Last week, China's State Council approved sweeping reform of its health care system, infusing it with $125 billion to provide universal medical coverage by 2011. And already venture capitalists all over the world are anticipating the opportunities in life science fields -- pharmaceuticals, device making, etc. -- that this avalanche of new funding will make possible.
Medical care in China has been somewhat of a disaster since the demise of the state-run system of the 1980s. With insufficient employer-provided policies covering few, today's system leaves millions of poorer citizens without any coverage at all. In stark contrast, the new plan promises to provide for 90 percent of the urban and rural population, establish a cost-effective pharmaceutical distribution network, and overhaul the current medical infrastructure.
With 7,400 clinics and 2,000 hospitals in the works, companies that provide medical equipment, service technology and the like are poised to benefit greatly. Eventually, after the 2011 time frame, the plan is to have a health clinic in every village -- a massive undertaking, considering there are about 700,000 villages in the country. IBM told VentureWire that China will probably spend upwards of $1.5 billion on software needed to keep track of medical records and generally run operations at all of these facilities.
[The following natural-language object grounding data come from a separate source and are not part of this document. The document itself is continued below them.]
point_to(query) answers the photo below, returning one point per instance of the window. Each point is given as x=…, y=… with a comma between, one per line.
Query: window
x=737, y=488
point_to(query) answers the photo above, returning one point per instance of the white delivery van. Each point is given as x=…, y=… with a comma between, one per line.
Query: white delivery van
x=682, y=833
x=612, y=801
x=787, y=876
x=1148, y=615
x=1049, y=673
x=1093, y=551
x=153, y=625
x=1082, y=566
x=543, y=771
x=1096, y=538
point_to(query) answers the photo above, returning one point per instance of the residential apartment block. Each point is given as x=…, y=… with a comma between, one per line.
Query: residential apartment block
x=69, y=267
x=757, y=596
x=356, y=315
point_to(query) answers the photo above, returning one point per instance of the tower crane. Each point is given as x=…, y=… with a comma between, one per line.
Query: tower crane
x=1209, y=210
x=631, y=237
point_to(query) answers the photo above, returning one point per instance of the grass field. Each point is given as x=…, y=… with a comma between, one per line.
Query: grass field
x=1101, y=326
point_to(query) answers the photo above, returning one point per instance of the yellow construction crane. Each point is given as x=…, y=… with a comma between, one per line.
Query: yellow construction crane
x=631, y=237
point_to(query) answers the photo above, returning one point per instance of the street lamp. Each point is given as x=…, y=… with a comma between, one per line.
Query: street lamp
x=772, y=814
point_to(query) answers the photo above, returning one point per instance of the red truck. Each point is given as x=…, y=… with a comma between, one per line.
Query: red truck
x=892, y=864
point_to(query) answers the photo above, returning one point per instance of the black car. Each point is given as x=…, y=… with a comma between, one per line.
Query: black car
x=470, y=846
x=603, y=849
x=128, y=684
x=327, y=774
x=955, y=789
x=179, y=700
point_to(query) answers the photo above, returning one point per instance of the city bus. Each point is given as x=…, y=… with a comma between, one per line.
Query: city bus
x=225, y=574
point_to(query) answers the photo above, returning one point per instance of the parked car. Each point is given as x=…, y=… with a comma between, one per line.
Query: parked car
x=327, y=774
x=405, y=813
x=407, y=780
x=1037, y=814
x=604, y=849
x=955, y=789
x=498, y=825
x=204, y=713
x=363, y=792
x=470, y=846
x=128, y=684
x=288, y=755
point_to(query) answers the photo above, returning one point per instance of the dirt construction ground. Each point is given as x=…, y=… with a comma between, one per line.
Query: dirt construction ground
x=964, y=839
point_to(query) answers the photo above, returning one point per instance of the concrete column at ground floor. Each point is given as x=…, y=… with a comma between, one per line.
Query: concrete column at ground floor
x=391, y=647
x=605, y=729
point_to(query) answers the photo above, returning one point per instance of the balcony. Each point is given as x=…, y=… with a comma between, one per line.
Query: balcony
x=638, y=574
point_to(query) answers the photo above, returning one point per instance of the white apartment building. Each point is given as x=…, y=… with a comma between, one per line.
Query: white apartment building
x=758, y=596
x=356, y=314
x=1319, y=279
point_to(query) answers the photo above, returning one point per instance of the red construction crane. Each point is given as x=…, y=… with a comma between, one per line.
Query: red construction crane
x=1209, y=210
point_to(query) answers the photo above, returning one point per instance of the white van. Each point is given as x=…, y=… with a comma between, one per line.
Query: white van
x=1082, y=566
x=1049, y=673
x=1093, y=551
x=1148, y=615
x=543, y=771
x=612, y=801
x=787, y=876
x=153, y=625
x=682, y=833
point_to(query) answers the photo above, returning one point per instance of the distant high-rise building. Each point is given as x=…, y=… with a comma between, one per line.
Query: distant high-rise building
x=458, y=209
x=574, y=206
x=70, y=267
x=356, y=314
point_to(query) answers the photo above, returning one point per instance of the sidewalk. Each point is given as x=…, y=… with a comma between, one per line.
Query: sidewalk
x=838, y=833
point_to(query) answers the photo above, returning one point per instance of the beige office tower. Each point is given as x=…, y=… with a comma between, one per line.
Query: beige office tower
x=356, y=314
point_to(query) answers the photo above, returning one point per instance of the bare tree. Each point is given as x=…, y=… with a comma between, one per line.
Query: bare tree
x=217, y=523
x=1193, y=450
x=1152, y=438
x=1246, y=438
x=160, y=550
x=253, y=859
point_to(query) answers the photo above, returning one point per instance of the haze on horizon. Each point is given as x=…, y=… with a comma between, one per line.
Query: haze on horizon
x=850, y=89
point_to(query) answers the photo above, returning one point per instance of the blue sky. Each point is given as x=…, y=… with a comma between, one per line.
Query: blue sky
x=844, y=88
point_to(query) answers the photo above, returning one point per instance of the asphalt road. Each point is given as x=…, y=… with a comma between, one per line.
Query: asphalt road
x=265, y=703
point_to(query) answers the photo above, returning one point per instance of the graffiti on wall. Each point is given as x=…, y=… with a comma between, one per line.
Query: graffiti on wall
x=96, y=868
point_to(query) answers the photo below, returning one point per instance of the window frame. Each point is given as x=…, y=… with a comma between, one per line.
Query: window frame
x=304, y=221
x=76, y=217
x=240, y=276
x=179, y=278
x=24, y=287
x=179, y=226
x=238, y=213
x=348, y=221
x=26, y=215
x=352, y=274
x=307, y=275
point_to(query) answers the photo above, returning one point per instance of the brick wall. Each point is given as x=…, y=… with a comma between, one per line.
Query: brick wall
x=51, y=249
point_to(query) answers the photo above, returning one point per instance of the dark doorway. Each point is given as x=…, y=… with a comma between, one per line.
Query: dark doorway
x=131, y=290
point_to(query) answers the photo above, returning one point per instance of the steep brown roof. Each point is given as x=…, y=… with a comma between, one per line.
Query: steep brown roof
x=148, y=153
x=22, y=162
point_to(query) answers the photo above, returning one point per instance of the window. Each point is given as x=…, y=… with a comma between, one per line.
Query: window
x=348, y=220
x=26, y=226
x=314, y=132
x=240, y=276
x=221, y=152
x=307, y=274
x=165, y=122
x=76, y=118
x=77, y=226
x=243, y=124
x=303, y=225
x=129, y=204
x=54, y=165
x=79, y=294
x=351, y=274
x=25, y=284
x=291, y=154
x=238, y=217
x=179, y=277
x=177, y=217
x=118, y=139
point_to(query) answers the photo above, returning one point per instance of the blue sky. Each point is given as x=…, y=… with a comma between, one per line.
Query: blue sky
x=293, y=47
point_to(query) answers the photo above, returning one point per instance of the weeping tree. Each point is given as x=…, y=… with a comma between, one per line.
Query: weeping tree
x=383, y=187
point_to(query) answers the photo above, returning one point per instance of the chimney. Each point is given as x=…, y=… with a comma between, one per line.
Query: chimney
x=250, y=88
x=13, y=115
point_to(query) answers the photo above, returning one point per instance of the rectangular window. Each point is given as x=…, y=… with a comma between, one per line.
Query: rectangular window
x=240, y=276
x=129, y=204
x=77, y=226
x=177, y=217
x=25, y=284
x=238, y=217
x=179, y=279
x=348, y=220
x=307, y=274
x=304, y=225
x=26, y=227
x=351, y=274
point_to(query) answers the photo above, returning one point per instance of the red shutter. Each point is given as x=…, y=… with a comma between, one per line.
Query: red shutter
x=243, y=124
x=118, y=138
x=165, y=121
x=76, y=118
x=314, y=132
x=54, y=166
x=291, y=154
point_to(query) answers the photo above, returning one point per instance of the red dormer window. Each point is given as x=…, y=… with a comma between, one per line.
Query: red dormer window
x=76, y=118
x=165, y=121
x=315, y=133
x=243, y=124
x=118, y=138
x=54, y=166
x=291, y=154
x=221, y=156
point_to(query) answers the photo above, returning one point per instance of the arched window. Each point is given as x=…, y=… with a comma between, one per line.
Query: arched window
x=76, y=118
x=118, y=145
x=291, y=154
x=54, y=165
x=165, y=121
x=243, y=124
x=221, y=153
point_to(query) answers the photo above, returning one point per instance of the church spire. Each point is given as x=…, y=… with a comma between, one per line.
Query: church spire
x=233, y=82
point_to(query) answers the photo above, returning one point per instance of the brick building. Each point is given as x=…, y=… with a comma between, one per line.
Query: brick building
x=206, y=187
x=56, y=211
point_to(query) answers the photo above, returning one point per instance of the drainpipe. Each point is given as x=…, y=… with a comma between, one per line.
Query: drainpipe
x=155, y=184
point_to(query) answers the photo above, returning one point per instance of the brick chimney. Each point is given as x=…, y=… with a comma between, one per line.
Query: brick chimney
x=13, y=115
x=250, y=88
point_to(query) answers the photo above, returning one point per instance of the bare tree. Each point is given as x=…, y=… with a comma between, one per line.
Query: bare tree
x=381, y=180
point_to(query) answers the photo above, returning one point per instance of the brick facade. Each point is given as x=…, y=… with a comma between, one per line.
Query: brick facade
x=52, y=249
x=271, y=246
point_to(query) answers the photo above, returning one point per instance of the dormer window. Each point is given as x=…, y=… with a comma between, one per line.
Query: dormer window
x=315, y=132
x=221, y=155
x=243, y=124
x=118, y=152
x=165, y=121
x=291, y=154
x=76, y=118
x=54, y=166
Most of the investors that stand to benefit are based in China -- Qiming Ventures and Shenzhen Capital Group prime among them. But Asian branches of major American firms are also looking for a slice of the pie -- with Sequoia Capital China, Intel Capital and biotech focused MPM Capital leading the charge. MPM already took part in the $37 million round for Taipei-based Taigen Biotechnology, one of the four Chinese health companies that has taken capital so far this year.